Wishing he hadn’t used her first name. Neither of them was the least superstitious, except in this tradition. They never referred to each other by their givens.
“Yes. Lon talked to you? About my problems with her health issues?”
“He did.”
“Let me unpack it further,” Myers said. “I allowed her some time to finish this case and then have her take a medical. But I’m not going that route. I read the report of the take-down in Glen Cove, when she and Officer Pulaski collared Jacob Swann. The medic’s report said that her knee gave out completely after the suspect noticed she was in pain and kicked or hit it. If Officer Pulaski hadn’t been there she would have been killed. And Spencer Boston too, and maybe a few of the tactical officers as they did a dynamic entry.”

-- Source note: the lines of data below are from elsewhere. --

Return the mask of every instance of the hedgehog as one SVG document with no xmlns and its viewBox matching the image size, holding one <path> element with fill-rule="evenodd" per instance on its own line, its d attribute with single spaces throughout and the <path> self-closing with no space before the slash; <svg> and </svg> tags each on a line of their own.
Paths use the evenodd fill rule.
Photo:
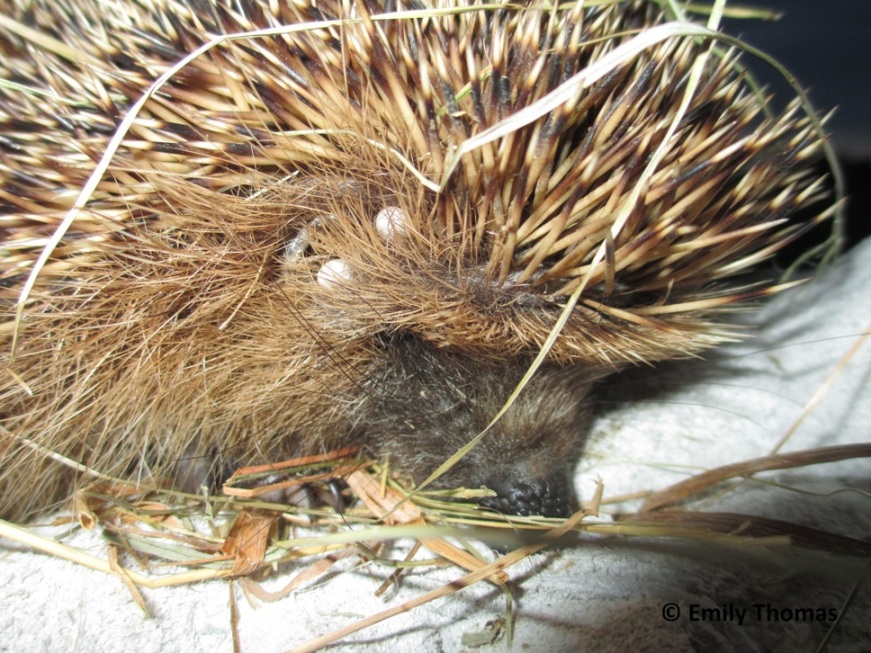
<svg viewBox="0 0 871 653">
<path fill-rule="evenodd" d="M 660 3 L 2 5 L 8 518 L 344 446 L 570 514 L 593 387 L 831 213 L 816 119 Z"/>
</svg>

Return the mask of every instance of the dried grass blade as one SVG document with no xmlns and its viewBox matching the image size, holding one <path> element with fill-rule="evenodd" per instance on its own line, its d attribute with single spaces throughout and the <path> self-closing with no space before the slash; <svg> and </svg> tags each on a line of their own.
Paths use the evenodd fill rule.
<svg viewBox="0 0 871 653">
<path fill-rule="evenodd" d="M 871 458 L 871 443 L 806 449 L 723 465 L 655 492 L 647 498 L 647 501 L 641 506 L 640 512 L 649 513 L 677 503 L 730 478 L 749 477 L 758 472 L 774 469 L 790 469 L 853 458 Z"/>
<path fill-rule="evenodd" d="M 263 564 L 269 534 L 276 515 L 261 510 L 243 510 L 236 517 L 221 550 L 234 556 L 234 576 L 245 576 Z"/>
<path fill-rule="evenodd" d="M 633 526 L 673 526 L 672 537 L 687 537 L 708 532 L 777 541 L 785 539 L 790 545 L 818 549 L 849 556 L 871 556 L 871 542 L 830 533 L 793 522 L 755 515 L 730 512 L 693 512 L 661 510 L 635 515 L 617 515 L 620 524 Z"/>
</svg>

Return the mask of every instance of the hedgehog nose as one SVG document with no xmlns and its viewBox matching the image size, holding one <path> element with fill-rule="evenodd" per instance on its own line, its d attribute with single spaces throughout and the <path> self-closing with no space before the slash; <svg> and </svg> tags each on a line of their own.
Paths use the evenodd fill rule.
<svg viewBox="0 0 871 653">
<path fill-rule="evenodd" d="M 534 480 L 500 479 L 486 485 L 497 496 L 481 499 L 479 503 L 501 513 L 569 517 L 574 512 L 575 493 L 565 475 Z"/>
</svg>

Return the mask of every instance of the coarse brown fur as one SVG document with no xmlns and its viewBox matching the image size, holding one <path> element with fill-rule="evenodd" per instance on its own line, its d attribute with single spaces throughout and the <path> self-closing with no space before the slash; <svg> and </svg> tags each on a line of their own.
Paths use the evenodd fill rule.
<svg viewBox="0 0 871 653">
<path fill-rule="evenodd" d="M 720 280 L 806 228 L 786 218 L 821 196 L 809 120 L 765 117 L 721 49 L 633 204 L 711 47 L 677 37 L 451 171 L 659 8 L 273 4 L 0 3 L 2 77 L 25 87 L 0 88 L 0 513 L 69 494 L 48 452 L 136 478 L 359 443 L 420 481 L 487 425 L 583 284 L 536 377 L 442 479 L 564 513 L 590 385 L 721 340 L 708 309 L 742 293 Z M 293 25 L 217 43 L 154 90 L 24 297 L 155 80 L 217 35 Z M 404 217 L 379 231 L 383 209 Z"/>
</svg>

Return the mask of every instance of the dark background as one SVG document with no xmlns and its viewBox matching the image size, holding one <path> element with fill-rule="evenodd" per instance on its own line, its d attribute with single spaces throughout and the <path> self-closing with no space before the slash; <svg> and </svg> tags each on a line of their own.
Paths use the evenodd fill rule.
<svg viewBox="0 0 871 653">
<path fill-rule="evenodd" d="M 723 29 L 776 57 L 809 92 L 827 123 L 847 176 L 848 236 L 871 235 L 871 0 L 756 0 L 782 13 L 778 21 L 736 20 Z M 744 62 L 777 98 L 793 97 L 780 73 L 763 61 Z"/>
</svg>

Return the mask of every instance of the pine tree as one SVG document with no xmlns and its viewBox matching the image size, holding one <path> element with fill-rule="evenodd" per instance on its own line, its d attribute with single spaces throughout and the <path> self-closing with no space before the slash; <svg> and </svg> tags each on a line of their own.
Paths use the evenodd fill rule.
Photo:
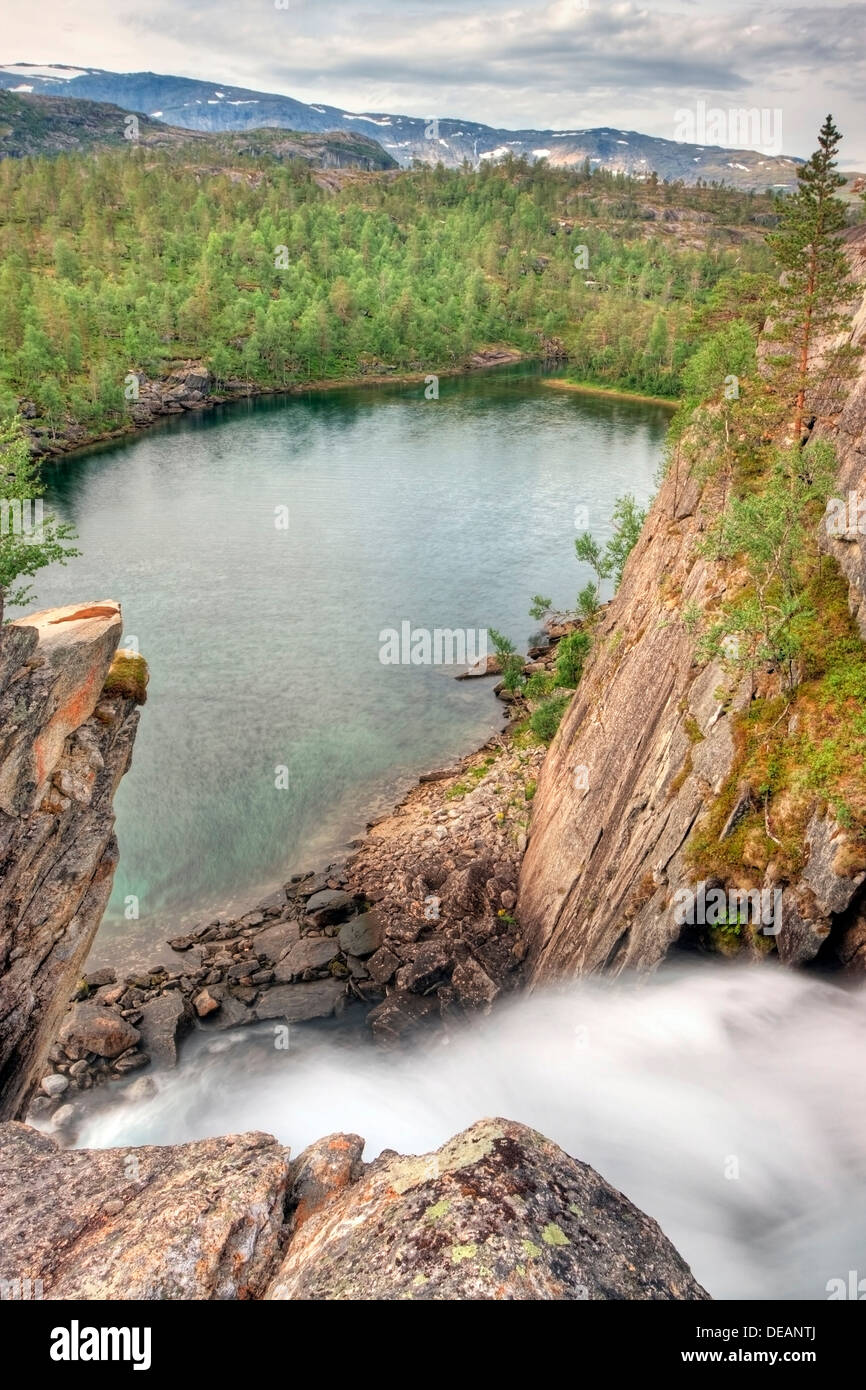
<svg viewBox="0 0 866 1390">
<path fill-rule="evenodd" d="M 773 306 L 773 337 L 784 350 L 770 362 L 770 376 L 792 410 L 793 438 L 803 438 L 806 392 L 816 385 L 814 356 L 819 340 L 838 332 L 844 324 L 841 308 L 851 297 L 850 269 L 840 232 L 845 226 L 845 205 L 836 190 L 845 183 L 837 172 L 836 154 L 842 139 L 832 116 L 818 136 L 818 149 L 797 171 L 797 191 L 781 205 L 780 226 L 768 238 L 782 269 L 781 284 Z M 827 362 L 838 371 L 839 354 Z"/>
</svg>

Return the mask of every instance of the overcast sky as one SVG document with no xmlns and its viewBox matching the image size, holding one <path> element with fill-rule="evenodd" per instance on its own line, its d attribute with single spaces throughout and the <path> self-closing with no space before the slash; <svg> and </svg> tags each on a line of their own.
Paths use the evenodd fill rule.
<svg viewBox="0 0 866 1390">
<path fill-rule="evenodd" d="M 347 111 L 668 139 L 676 112 L 698 101 L 779 109 L 783 152 L 801 155 L 832 111 L 843 165 L 866 168 L 862 3 L 10 0 L 6 11 L 2 62 L 149 69 Z"/>
</svg>

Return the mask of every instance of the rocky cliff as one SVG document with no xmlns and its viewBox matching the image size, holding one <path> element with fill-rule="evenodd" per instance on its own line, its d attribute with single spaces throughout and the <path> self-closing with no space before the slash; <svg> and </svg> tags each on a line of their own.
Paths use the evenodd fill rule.
<svg viewBox="0 0 866 1390">
<path fill-rule="evenodd" d="M 111 891 L 145 680 L 113 665 L 121 630 L 105 600 L 0 634 L 0 1118 L 26 1109 Z"/>
<path fill-rule="evenodd" d="M 866 229 L 848 241 L 854 275 L 862 279 Z M 858 295 L 852 309 L 853 342 L 861 346 L 866 301 Z M 812 402 L 814 431 L 836 446 L 840 490 L 863 496 L 862 359 L 844 397 L 832 413 L 829 402 L 838 399 L 832 386 Z M 697 877 L 688 863 L 689 837 L 732 773 L 738 716 L 750 700 L 746 682 L 717 662 L 700 664 L 695 634 L 684 621 L 690 608 L 718 604 L 732 583 L 730 571 L 698 548 L 720 505 L 717 488 L 702 489 L 676 466 L 669 471 L 542 769 L 518 895 L 535 981 L 653 967 L 682 937 L 676 894 Z M 866 634 L 864 543 L 862 534 L 825 538 Z M 731 814 L 737 813 L 734 804 Z M 843 828 L 816 805 L 799 881 L 774 877 L 770 865 L 744 885 L 784 893 L 775 937 L 783 961 L 813 958 L 844 914 L 856 913 L 864 874 L 849 851 Z"/>
<path fill-rule="evenodd" d="M 695 1299 L 620 1192 L 550 1140 L 482 1120 L 436 1153 L 334 1134 L 63 1150 L 0 1125 L 0 1289 L 47 1299 Z M 23 1291 L 26 1290 L 25 1294 Z"/>
</svg>

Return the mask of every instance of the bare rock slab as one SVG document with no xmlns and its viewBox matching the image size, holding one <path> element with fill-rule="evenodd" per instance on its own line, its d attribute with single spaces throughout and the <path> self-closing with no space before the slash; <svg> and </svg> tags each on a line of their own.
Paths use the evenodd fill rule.
<svg viewBox="0 0 866 1390">
<path fill-rule="evenodd" d="M 696 1299 L 655 1221 L 525 1125 L 480 1120 L 436 1153 L 297 1160 L 288 1252 L 265 1298 Z"/>
<path fill-rule="evenodd" d="M 261 1295 L 279 1254 L 289 1152 L 266 1134 L 60 1149 L 0 1125 L 0 1279 L 47 1299 Z"/>
<path fill-rule="evenodd" d="M 306 984 L 275 985 L 256 1005 L 257 1019 L 284 1019 L 305 1023 L 311 1018 L 330 1018 L 346 997 L 343 980 L 311 980 Z"/>
</svg>

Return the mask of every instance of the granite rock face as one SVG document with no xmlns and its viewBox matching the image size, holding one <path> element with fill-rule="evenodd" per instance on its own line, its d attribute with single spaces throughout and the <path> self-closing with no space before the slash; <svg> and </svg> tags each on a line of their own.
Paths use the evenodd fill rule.
<svg viewBox="0 0 866 1390">
<path fill-rule="evenodd" d="M 357 1135 L 298 1160 L 268 1299 L 707 1299 L 656 1223 L 525 1125 L 361 1163 Z"/>
<path fill-rule="evenodd" d="M 436 1153 L 332 1134 L 62 1149 L 0 1124 L 0 1289 L 46 1299 L 696 1299 L 655 1221 L 510 1120 Z M 4 1297 L 9 1296 L 4 1293 Z M 14 1292 L 11 1295 L 15 1296 Z"/>
<path fill-rule="evenodd" d="M 0 633 L 0 1118 L 39 1083 L 111 891 L 138 723 L 104 693 L 121 629 L 104 600 Z"/>
<path fill-rule="evenodd" d="M 255 1298 L 278 1258 L 288 1151 L 266 1134 L 60 1149 L 0 1125 L 0 1281 L 47 1299 Z"/>
<path fill-rule="evenodd" d="M 852 227 L 845 239 L 852 275 L 859 279 L 862 286 L 866 284 L 866 227 Z M 852 298 L 849 308 L 854 324 L 851 342 L 862 352 L 866 345 L 866 298 L 862 293 Z M 845 382 L 841 391 L 839 383 L 828 380 L 822 386 L 821 396 L 809 404 L 818 416 L 815 437 L 829 439 L 836 449 L 839 459 L 837 496 L 848 503 L 848 521 L 854 523 L 841 535 L 834 534 L 832 527 L 828 534 L 825 528 L 822 545 L 845 573 L 851 586 L 851 611 L 861 635 L 866 638 L 866 525 L 859 524 L 864 516 L 862 509 L 866 500 L 866 372 L 862 359 L 858 372 L 859 377 Z M 842 396 L 842 406 L 837 410 L 833 407 L 839 395 Z M 850 506 L 852 493 L 853 508 Z"/>
<path fill-rule="evenodd" d="M 866 229 L 852 229 L 846 241 L 852 276 L 866 282 Z M 851 340 L 862 347 L 862 283 L 851 307 Z M 828 379 L 809 406 L 813 437 L 836 448 L 840 495 L 866 497 L 866 359 L 850 381 Z M 598 623 L 533 800 L 516 912 L 532 981 L 652 969 L 681 939 L 676 894 L 693 890 L 696 878 L 686 847 L 732 772 L 735 719 L 751 695 L 735 672 L 701 665 L 685 621 L 689 608 L 724 602 L 743 579 L 701 553 L 720 503 L 717 481 L 702 490 L 675 454 Z M 866 535 L 822 531 L 822 544 L 848 579 L 851 611 L 866 636 Z M 845 850 L 840 827 L 817 804 L 813 812 L 798 881 L 777 883 L 768 874 L 763 882 L 758 875 L 725 885 L 783 888 L 775 944 L 779 959 L 794 966 L 836 939 L 866 882 L 866 863 Z M 843 964 L 846 952 L 859 958 L 849 942 Z"/>
</svg>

Rhyme said bluntly, “She took down the perp, Bill.”
“She was lucky. The report said afterward she could hardly walk.”
“She’s fine now.”
“Is she?”
No, she wasn’t. Rhyme said nothing.
“It’s the elephant in the room, Lincoln. Nobody wants to talk about it but it’s a problematic circumstance. She’s putting herself and other people at risk. I wanted to talk to you alone about this. We huddled and conjured up a decision. I’m promoting her out of the field. She’ll be a supervisor in Major Cases. And we’ll rank her. Sergeant. But I know there’ll be pushback from her.”
Rhyme was furious. This was his Sachs the captain was talking about in the cheapest of clichés.
But he kept silent.
The captain continued, “I need you to talk her into it, Lincoln. We don’t want to lose her; she’s too good. But the department can’t keep her if she insists on being in the field. Desking her’s the only option.”
And what would she do post-NYPD? Become a freelance consultant, like him? But that wasn’t Sachs’s way. She was a brilliant crime scene searcher, with her natural empathy and dogged nature. But she had to be a cop in the field, not lab-bound, like he was. And forensics wasn’t her only specialty, of course; if she couldn’t speed to a hostage taking or robbery in progress to engage the perp, she’d wither.
“Will you talk to her, Lincoln?”
Finally he said, “I’ll talk to her.”
“Thank you. It’s for her own good, you know. We really do want the best. It’ll be a three-sixty for everybody.”
The captain shook his hand and departed.
Rhyme stared at the table where Sachs had recently been sitting to work the Moreno case. He believed he could smell some of the gardenia soap she favored though possibly that was just a fragrance memory.
I’ll talk to her…
Then he turned his wheelchair and motored back to the whiteboards, examining them closely. Taking, as always, comfort in the elegance and intrigue of evidence.